But the real crime of big-time college sports isn’t what’s done for the so-called student athletes, but what’s done to them. Often ill-prepared for college to begin with, they’re saddled with full-time jobs and then some, then hustled through “gut” courses designed to protect their eligiblity, not prepare them for the 21st Century economy. While the handful who land pro contracts are—or ought to be—okay, many of the rest are up the creek without a paddle when their playing days are done. Keep that in mind while you’re rooting for Old Siwash in the months ahead.

Monday, August 1, 2011


Back in the 1970s the Chicago Bears were noising about the possibility that they might move to a new stadium in the suburb of Arlington Heights, Ill. That disturbed Richard J. Daley, Chicago’s mayor at the time.

Fine, let ‘em go, Daley said, in effect. But he added that if the team moved there he’d see to it that it would have to call itself the Arlington Heights Bears.

Everyone had a good laugh at Da Mayor’s declaration, because neither he nor any other municipal authority owned a copyright on a city’s name, and it was available to any rock band, pizzeria or dry cleaner that wished to use it. Perhaps inadvertently, though, he did raise a worthwhile question: What do professional sports entities owe to the cities and fans that sustain them?

Alas, while the question is interesting the clear and self-evident answer ain’t. It’s nothing, nada, zilch. You may think that the Bears, or Cardinals (baseball or football), or Lakers are “our” teams, but they aren’t. They belong to the people who own them, and to no one else.

That is—or should have be-- the clear message of the lockouts that have dominated the sports pages these last several months. When our national professional football and basketball leagues failed to get the give-backs they demanded from their players’ unions (a broader trend, in case you haven’t noticed), they closed their doors and suspended doing business. I didn’t get to vote on it, and neither did you.

Last week the footballers bridged their differences and went back to work in time for their games to proceed, as everyone figured they would. Their enterprise, with annual revenues of about $9 billion, is just too profitable to stay closed when money is to be made. The owners started by asking for an additional $1 billion off the top of the league’s revenue pie before it’s divided. They wound up increasing their slice to 53% from 50%, a more-modest gain, while also agreeing to institute annual team-salary floors as well as ceilings.

The part of the contract that most interested fans—the owners’ bid to increase the regular season to 18 games from 16—was put off until at least 2013. Players balked, partly on ground that the move would increase injury risks, but their union historically has sacrificed health issues for more do-re-mi, so look for it to cave eventually in return for some kind of sweetener.

The lockout in the National Basketball Association is regarded as more likely to draw real blood. The NBA has about half the total revenues of the NFL (reportedly about $4.3 billion yearly) and team owners claim their combined bottom line showed a $300 million loss last season, with more than half their 30 clubs in the red individually.

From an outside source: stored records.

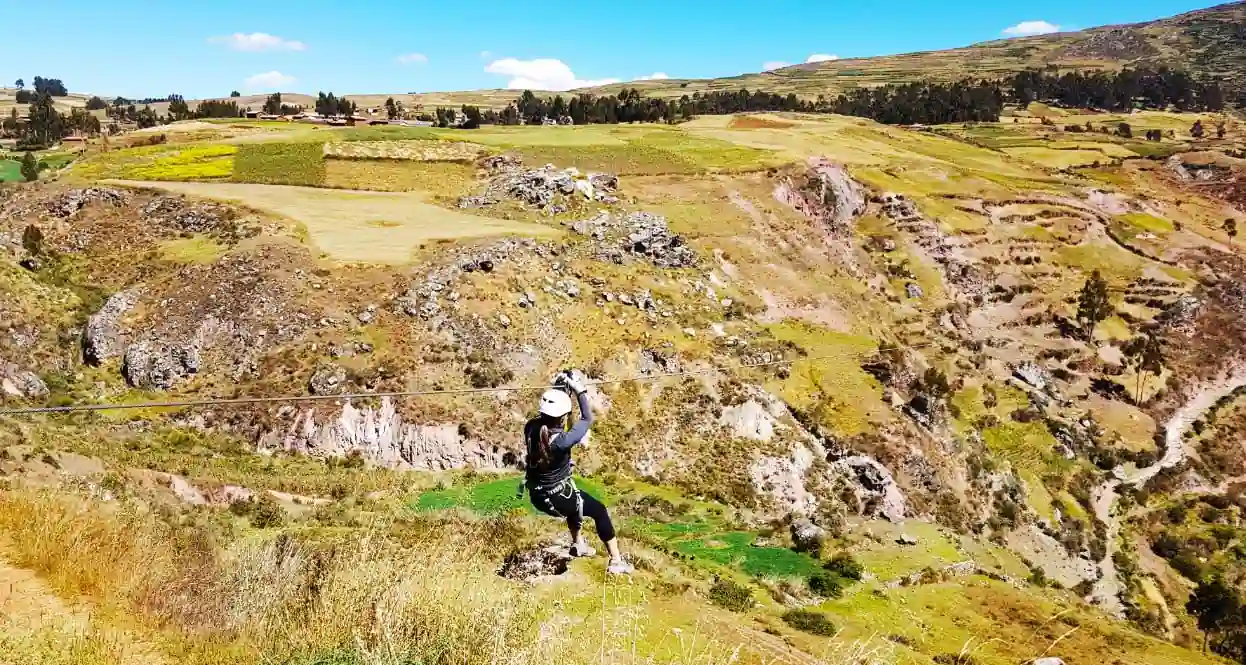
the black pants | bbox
[530,481,616,543]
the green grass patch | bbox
[412,475,609,515]
[233,142,325,186]
[1020,470,1056,523]
[157,235,227,264]
[1056,242,1145,282]
[983,421,1059,474]
[1116,212,1174,234]
[765,322,887,438]
[673,531,822,578]
[0,159,21,182]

The players pooh-pooh that, and we should, too. Few sports teams are publicly owned so they don’t have the auditing or reporting requirements public companies do. Further, basketball is a second (or third or fourth) business for most NBA team owners, so they can shift expenses (such as their own salaries) between or among these to suit themselves. For bargaining purposes it suits them to claim poverty, and they are demanding things like a “hard” team-salary cap and limits on contract lengths and guarantees that, theoretically, would hit players in their wallets.

But the thing to remember about today’s sports-money conflicts is that most of them aren’t owner-player but owner-owner. Team owners may be partners for some purposes, but they’re big-ego competitors for others, and bitter ones at that. The rules they seek are intended to restrain their own competitive instincts, with the players little more than interested observers. Yeah, the average NBA player salary is an eye-popping $5.15 million a year (the median is much lower), but the adage that nobody who works for somebody else is overpaid fully applies.

The NBA already has a team-salary cap, but it has so many exceptions and exemptions (all owner-approved) that it resembles a target on a police pistol range. Last season’s cap was about $58 million, and teams were taxed for exceeding $70 million, but actual payrolls ranged from the L.A. Lakers’ $95.3 million to the Minnesota T-Wolves’ $37.6 million, a Grand Canyon-like gap. Posture as the owners might, it’s unlikely that anything they’ll agree to will seriously alter the drives that account for the upper end of that imbalance.

But posture they will, and the players are taking it seriously. Several hoops stars are dickering with European teams for fallback employment and one—Kevin Love—says he might play professional beach volleyball.

You also might make plans to seek alternate entertainment come basketball time. It may be their game, but it’s your money.